- Awards: Humboldt Prize

Academic background
- Education: BSc, 1990, Ecole Normale Supérieure PhD, University of Orsay

Academic work
- Institutions: University of Kansas

= Christophe Royon =

French–American physicist

Christophe Royon is a French–American physicist who specializes in dark matter. He is a Foundation Distinguished Professor in the Department of Physics and Astronomy at the University of Kansas.

==Early life and education==
Royon earned the level of Aggregation of Physics and Master in Quantum Physics at Ecole Normale Superieure in 1990 and 1991 before enrolling at the University in Orsay for a PhD in physics.

==Career==
In 2016, Royon joined the Department of Physics and Astronomy at the University of Kansas as a Foundation Distinguished Professor. As a result of his rank, he received startup money to put together a team of researchers to work on discovering odderon. The researchers discovered the quasiparticle as a result of analyzing proton collisions at high speeds. In the same year, Royon was the recipient of the Humboldt Prize for his "pioneering work." In 2019, Royon earned a grant from NASA to design and build a particle telescope to launch into orbit aboard a satellite. He also received another grant to investigate interactions between quarks and gluons to better understand gluon saturation.

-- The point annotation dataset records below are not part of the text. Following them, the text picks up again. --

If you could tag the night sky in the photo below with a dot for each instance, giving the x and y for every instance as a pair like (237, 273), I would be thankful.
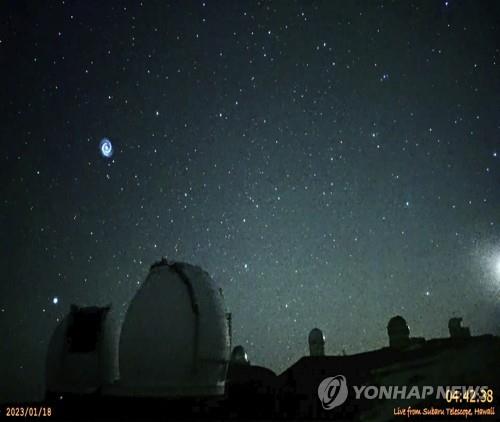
(330, 164)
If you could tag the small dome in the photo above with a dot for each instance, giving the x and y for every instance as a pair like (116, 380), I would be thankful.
(82, 356)
(316, 336)
(398, 331)
(239, 355)
(175, 337)
(398, 324)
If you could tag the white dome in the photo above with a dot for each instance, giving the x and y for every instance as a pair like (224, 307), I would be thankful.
(82, 356)
(175, 339)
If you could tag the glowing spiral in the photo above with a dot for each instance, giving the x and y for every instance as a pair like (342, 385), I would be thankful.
(106, 148)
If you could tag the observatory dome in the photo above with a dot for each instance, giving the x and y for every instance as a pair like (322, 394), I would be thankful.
(82, 356)
(175, 338)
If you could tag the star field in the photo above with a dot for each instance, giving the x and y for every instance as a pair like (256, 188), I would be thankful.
(329, 163)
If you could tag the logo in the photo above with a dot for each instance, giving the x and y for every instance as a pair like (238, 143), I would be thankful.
(332, 391)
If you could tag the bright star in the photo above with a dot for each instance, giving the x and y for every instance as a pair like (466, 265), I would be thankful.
(106, 148)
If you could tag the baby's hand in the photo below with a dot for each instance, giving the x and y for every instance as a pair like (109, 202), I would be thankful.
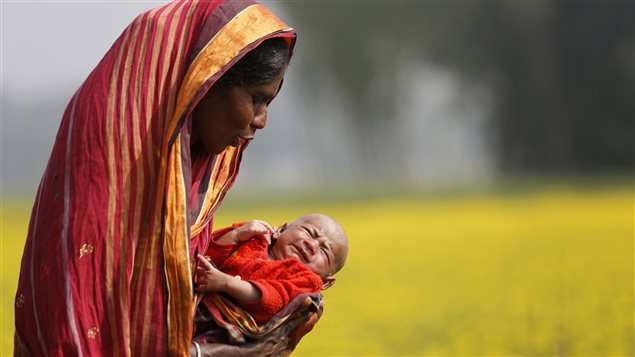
(209, 278)
(254, 228)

==Recognition and awards==

In September 2022 Dr. Royon was awarded the gold medal of the Mexican Physical Society, Division of Particle and Fields, highest recognition in Mexico for research and contributions in high energy physics. The award was granted due to his leadership in the odderon state discovery and also to the search for beyond standard model physics using intact protons at the LHC. Such result involved a delicate process that required international collaboration between D0 and TOTEM experiments at the Tevratron laboratory in USA and CERN laboratory in Switzerland. Dr. Royon was also recognized due to his support and collaborations with Mexican groups in the context of the CMS experiment and Medical Physics, projects in where he has supervised students from Mexico and South America.